Redis implementation
^^^^^^^^^^^^^^^^^^^^

All the following use the `python redis driver <https://github.com/andymccurdy/redis-py>`_
written by Andy McCurdy.

.. py:class:: RedisQueue(name, **connection)

    Does a simple ``RPOP`` to pull messages from the queue, meaning that it polls.

    :param name: the name of the queue to use
    :param connection: a list of values passed directly into the ``redis.Redis`` class

.. py:class:: RedisBlockingQueue(name, **connection)

    Does a ``BRPOP`` to pull messages from the queue, meaning that it blocks on reads.

    :param name: the name of the queue to use
    :param connection: a list of values passed directly into the ``redis.Redis`` class

.. py:class:: RedisDataStore(name, **connection)

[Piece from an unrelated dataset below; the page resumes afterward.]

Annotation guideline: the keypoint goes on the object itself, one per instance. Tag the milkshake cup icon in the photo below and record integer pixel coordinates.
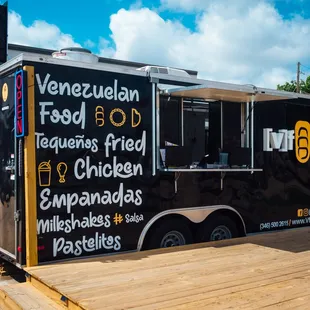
(45, 171)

    Stores results in a redis hash using ``HSET``, ``HGET`` and ``HDEL``

    :param name: the name of the data store to use
    :param connection: a list of values passed directly into the ``redis.Redis`` class

.. py:class:: RedisSchedule(name, **connection)

    Uses sorted sets to efficiently manage a schedule of timestamped tasks.

    :param name: the name of the data store to use
    :param connection: a list of values passed directly into the ``redis.Redis`` class

 .. py:class:: RedisEventEmitter(channel, **connection)

    Uses Redis pubsub to emit json-serialized updates about tasks in real-time.

    :param channel: the channel to send messages on.
    :param connection: values passed directly to the ``redis.Redis`` class.